Cream of Broccoli Soup
Description
Get your daily dose of sulforaphane, as one study calls it a “promising natural molecule for cancer prevention and treatment.”
Phytochemicals like sulforaphane are antioxidants that cancel out free radicals. Free radicals are tiny particles that weaken and damage healthy cells. They form in your body because of pollution, UV rays, food additives and preservatives, and even through natural processes like digestion. It also reduces inflammation.
Ingredients
Scale
- 1 medium onion, chopped
- 4 cloves fresh garlic, chopped
- 1 8 oz. white button mushrooms, roughly chopped
- 6 c good vegetable stock
- 4 c fresh/frozen broccoli, roughly chopped
- Salt and pepper to taste
- ½ tsp dried thyme
- ½ fresh squeezed lemon
Topping:
- ½ c cooked quinoa
- ¼ c pepitos (pumpkin seeds)
- 1 tbsp tamari
- 1 tbsp pure maple syrup
- 1 tbsp miso paste
- 1 tbsp sriracha
- 1 tbsp avocado/olive oil
Instructions
- Chop onion, garlic and mushrooms. On Medium Heat inca large dutch oven/soup stock pan, add the 2 tablespoons olive oil. When hot, add the roughly chopped mushrooms, cover for 3 minutes or until the water is released.

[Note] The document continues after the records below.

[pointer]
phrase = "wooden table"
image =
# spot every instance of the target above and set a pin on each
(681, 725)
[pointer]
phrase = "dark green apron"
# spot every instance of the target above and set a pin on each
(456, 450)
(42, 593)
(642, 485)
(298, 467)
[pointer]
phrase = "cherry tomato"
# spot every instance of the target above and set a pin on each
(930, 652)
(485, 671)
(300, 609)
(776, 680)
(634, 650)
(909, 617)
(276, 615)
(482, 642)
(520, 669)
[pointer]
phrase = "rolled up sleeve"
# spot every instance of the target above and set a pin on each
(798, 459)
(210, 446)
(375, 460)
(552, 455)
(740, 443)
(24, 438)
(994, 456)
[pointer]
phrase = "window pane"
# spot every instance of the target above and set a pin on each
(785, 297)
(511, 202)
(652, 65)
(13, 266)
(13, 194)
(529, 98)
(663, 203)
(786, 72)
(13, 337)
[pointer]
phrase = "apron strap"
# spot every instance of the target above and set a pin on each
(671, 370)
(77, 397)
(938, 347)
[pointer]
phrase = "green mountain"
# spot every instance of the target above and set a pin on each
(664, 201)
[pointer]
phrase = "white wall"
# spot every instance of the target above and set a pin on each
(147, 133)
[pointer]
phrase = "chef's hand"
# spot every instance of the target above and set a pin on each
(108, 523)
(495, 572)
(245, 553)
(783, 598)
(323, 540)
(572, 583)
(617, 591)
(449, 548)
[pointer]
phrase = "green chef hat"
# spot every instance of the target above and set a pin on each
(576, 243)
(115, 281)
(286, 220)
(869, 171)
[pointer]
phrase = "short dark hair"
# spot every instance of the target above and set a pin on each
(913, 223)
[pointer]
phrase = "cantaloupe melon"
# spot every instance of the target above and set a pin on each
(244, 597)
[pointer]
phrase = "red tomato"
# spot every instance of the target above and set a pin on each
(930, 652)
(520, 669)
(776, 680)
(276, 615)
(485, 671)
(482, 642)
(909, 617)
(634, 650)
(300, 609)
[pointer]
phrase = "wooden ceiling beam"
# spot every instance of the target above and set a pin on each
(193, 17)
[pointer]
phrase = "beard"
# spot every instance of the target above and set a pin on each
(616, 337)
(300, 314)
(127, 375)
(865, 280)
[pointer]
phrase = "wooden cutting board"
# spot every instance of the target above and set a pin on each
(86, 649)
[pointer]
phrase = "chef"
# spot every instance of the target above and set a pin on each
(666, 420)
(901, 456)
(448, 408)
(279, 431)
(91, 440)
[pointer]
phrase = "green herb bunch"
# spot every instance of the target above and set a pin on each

- Uncover and let the mushrooms brown just a bit, adding 1 tsp of salt and ¼ tsp ground pepper.
- Add the chopped garlic and onions and cook for 3 minutes, covered.
- Add dried thyme and chopped broccoli, 4. broth and cover.
- Cook over medium heat until soft boil and then reduce heat to simmer for 20 minutes or until broccoli is soft.
- Add to high speed blender in 2 portions. Blend on high until smooth and creamy. Add both portions back to pot and taste for seasoning. Add burst of fresh lemon.
- Make topping~ add all ingredients and spread into thin layer on parchment paper on a cookie sheet. Bake for 20 min in 350 oven or until lightly golden. Let sit and cool.
- Serve bowls of soup with topping, crunchy sourdough bread and nice salad for comforting and healthy meal.